= Divisorial scheme =

In algebraic geometry, a divisorial scheme is a scheme admitting an ample family of line bundles, as opposed to an ample line bundle. In particular, a quasi-projective variety is a divisorial scheme and the notion is a generalization of "quasi-projective". It was introduced in (Borelli 1963) (in the case of a variety) as well as in SGA 6 (in the case of a scheme). The term "divisorial" refers to the fact that "the topology of these varieties is determined by their positive divisors." The class of divisorial schemes is quite large: it includes affine schemes, separated regular (noetherian) schemes and subschemes of a divisorial scheme (such as projective varieties).

== Definition ==
Here is the definition in SGA 6, which is a more general version of the definition of Borelli. Given a quasi-compact quasi-separated scheme X, a family of invertible sheaves $L_i, i \in I$ on it is said to be an ample family if the open subsets $U_f = \{ f \ne 0 \}, f \in \Gamma(X, L_i^{\otimes n}), i \in I, n \ge 1$ form a base of the (Zariski) topology on X; in other words, there is an open affine cover of X consisting of open sets of such form. A scheme is then said to be divisorial if there exists such an ample family of invertible sheaves.

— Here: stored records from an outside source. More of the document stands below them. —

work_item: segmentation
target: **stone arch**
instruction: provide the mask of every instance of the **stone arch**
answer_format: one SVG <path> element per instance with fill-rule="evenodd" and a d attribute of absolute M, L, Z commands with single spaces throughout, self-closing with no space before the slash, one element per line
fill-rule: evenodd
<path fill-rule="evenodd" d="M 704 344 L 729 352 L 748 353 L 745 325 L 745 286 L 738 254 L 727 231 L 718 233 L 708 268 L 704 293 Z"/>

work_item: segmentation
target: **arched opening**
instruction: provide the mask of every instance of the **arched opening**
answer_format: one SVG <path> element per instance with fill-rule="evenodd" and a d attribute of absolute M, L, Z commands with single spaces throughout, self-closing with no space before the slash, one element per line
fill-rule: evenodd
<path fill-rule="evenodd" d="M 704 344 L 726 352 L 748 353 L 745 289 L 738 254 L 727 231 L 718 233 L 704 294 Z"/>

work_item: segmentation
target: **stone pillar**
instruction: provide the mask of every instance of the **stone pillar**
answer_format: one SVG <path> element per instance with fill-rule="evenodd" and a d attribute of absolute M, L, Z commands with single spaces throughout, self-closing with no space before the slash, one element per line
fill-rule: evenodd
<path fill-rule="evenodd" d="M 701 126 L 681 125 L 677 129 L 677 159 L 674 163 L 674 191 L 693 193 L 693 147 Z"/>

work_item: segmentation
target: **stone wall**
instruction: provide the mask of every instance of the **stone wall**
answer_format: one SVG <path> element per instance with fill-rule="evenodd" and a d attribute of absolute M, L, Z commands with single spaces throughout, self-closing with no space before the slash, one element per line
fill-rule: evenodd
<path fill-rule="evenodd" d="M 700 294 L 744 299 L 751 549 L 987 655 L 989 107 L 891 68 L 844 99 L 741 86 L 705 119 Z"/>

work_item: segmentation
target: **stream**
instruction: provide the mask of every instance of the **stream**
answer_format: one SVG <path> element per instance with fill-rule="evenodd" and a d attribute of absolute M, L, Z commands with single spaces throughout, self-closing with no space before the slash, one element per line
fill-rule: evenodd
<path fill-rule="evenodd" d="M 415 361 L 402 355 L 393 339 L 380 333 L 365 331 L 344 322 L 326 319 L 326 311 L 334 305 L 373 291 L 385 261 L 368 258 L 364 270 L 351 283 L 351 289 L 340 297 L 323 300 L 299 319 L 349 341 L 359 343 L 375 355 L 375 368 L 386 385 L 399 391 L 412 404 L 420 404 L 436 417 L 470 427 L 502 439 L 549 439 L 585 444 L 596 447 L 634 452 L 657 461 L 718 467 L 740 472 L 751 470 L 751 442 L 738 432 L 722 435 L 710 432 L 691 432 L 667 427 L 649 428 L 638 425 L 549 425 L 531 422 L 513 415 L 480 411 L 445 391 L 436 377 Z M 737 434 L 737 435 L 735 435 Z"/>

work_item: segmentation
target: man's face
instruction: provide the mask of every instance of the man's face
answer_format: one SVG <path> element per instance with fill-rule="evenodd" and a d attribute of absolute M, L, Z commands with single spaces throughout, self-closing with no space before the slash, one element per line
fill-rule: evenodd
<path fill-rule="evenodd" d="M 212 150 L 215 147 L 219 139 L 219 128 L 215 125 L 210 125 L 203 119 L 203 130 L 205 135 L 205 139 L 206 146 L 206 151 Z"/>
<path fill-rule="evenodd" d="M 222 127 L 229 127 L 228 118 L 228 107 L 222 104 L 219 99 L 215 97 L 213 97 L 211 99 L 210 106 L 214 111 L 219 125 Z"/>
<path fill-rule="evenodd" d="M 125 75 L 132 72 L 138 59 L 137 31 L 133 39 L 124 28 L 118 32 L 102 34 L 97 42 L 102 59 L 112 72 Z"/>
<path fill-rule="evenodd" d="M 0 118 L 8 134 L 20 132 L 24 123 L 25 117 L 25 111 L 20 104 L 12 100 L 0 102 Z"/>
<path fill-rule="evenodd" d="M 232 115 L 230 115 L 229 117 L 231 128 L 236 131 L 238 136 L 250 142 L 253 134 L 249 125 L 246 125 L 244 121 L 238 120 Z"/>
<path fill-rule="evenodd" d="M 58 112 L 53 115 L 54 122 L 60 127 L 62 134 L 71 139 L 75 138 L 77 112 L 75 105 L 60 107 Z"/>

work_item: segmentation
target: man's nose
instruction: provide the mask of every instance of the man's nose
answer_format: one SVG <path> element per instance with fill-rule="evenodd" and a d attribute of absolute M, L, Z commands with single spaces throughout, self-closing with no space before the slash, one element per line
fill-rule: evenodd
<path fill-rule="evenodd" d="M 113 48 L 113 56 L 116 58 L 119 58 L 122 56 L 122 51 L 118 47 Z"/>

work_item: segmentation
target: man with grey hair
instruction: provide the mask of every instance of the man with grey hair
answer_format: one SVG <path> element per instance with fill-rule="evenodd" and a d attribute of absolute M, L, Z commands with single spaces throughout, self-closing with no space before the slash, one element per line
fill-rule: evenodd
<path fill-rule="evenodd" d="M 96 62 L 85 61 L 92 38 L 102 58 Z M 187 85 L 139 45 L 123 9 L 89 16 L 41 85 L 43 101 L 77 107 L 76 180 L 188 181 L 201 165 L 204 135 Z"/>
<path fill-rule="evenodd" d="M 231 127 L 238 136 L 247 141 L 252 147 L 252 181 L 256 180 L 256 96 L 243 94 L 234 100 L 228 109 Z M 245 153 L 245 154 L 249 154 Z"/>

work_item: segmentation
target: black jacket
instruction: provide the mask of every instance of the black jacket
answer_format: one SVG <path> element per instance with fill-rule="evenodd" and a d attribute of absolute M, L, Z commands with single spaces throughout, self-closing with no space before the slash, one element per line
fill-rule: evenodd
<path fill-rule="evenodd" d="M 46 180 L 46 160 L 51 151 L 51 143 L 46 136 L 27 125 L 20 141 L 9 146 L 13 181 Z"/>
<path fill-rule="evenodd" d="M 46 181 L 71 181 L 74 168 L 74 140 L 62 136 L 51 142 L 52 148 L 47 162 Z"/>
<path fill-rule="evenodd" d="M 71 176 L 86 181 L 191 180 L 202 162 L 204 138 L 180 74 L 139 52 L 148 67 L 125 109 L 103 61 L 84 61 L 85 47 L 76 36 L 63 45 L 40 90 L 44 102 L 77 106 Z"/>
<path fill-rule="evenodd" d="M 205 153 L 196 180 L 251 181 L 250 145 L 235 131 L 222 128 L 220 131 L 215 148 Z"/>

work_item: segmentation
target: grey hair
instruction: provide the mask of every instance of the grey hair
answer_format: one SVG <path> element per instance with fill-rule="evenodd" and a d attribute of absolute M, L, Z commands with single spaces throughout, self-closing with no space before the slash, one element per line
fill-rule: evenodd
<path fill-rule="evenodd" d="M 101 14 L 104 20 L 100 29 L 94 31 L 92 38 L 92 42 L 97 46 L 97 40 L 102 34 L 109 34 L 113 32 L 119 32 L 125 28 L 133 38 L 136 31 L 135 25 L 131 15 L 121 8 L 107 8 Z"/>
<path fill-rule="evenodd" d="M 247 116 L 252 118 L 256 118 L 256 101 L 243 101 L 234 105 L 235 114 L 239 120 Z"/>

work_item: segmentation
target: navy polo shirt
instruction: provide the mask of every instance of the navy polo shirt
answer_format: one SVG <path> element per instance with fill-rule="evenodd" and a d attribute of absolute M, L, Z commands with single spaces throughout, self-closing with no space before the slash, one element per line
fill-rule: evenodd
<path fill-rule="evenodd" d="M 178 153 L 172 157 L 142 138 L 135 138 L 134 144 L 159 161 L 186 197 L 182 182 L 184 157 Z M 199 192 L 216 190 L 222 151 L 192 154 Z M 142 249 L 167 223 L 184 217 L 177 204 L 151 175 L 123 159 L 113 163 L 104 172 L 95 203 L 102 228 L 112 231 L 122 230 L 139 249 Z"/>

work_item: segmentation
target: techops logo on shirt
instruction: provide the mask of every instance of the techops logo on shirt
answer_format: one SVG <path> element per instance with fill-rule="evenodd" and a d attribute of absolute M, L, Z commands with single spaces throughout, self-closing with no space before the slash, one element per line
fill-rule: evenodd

== Properties and counterexample ==
Since a subscheme of a divisorial scheme is divisorial, "divisorial" is a necessary condition for a scheme to be embedded into a smooth variety (or more generally a separated Noetherian regular scheme). To an extent, it is also a sufficient condition.

A divisorial scheme has the resolution property; i.e., a coherent sheaf is a quotient of a vector bundle. In particular, a scheme that does not have the resolution property is an example of a non-divisorial scheme.